10 Things You Might Not Know About Wine

5. VINTNERS EXPLOIT THE FOOD CHAIN.

Small birds like blackbirds and starlings can clear out 20 percent of a crop in no time. But you know what eats little birds? Big birds. Falconry programs are on the rise in vineyards from California to New Zealand. Researchers have found that raptors eat a bird or two a day (along with a proportion of field mice and other critters) and cost only about as much to maintain as your average house cat.

6. THE BIG PROBLEMS IN TASTING ROOMS ARE VERY SMALL.

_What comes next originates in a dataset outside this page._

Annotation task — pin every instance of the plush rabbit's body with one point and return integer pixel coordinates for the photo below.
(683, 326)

Winemakers are constantly seeking ways to manage the swarms of Drosophila melanogaster that routinely gather around the dump buckets in their swanky showrooms. You know these pests as fruit flies, and some vintners in California are exploring ways to use carnivorous plants to tackle the problem without pesticides. Butterworts, sundews, and pitcher plants all have sweet-sounding names, but the bugeating predators make for terrific fruit fly assassins, and you’ll see them decorating tasting rooms across wine country.

7. WINE NEEDS CLEANING.

Winemaking produces hard-to-remove sediments. Filters can catch most of the debris, but winemakers must add “fining agents” to remove any suspended solids that sneak by. Until it was banned in the 1990s, many European vintners used powdered ox blood to clean their wines. Today, they use diatomaceous earth (the fossilized remains of hard-shelled algae), Isinglass (a collagen made from fish swim bladders), and sometimes bentonite (volcanic clay). Irish moss and egg whites are also fine wine cleaners.

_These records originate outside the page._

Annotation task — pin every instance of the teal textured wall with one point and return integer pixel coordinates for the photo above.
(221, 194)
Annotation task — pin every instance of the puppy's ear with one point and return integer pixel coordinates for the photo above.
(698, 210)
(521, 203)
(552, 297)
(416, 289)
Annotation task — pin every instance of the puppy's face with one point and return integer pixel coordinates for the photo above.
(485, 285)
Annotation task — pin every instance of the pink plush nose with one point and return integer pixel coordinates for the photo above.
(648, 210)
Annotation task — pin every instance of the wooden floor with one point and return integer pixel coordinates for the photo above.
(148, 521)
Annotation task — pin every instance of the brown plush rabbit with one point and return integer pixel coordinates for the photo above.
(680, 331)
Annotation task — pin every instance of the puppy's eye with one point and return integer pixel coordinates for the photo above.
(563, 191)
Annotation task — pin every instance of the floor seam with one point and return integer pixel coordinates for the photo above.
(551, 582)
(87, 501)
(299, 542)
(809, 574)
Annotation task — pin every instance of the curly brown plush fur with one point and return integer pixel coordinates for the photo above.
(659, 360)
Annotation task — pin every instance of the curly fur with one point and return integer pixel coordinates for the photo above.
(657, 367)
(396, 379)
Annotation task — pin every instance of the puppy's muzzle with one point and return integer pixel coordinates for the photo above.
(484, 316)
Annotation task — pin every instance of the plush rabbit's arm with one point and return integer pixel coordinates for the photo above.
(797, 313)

8. ATOMS HAVE ALL THE ANSWERS.

About 5 percent of the premium wine sold for cellaring doesn’t contain what the label promises. So how do top-shelf buyers avoid plunking down serious cash on a bottle of something bunk? Most elite wine brokerages, auction houses, and collectors use atomic dating to detect fraud. By measuring trace radioactive carbon in the wine, most bottles can be dated to within a year or two of the vintage.

9. FINE WINES GET MRIs.

Even with atomic dating, there are certain perils involved in buying a $20,000 bottle of wine. Leaving a case in the hot trunk of your car is enough to ruin it, so imagine what can happen over a couple of decades if a wine isn’t kept in the proper conditions. Back in 2002, a chemistry professor at University of California at Davis patented a technique that uses MRI technology to diagnose the condition of vintage wines. Not planning any $20,000 wine purchases? This is still good news for the consumer. This technique may soon be used at airport security, meaning you’ll be able to carry on your booze.

10. THERE’S A TRICK TO AGING YOUR WINE.

If you end up with a bottle of plonk, Chinese scientists have developed a handy solution. Zapping a young wine with electricity makes it taste like something you’ve cellar aged. Scientists aren’t quite sure how it happens yet, but it seems that running your wine for precisely three minutes through an electric field changes the esters, proteins, and aldehydes and can “age” a wine instantly.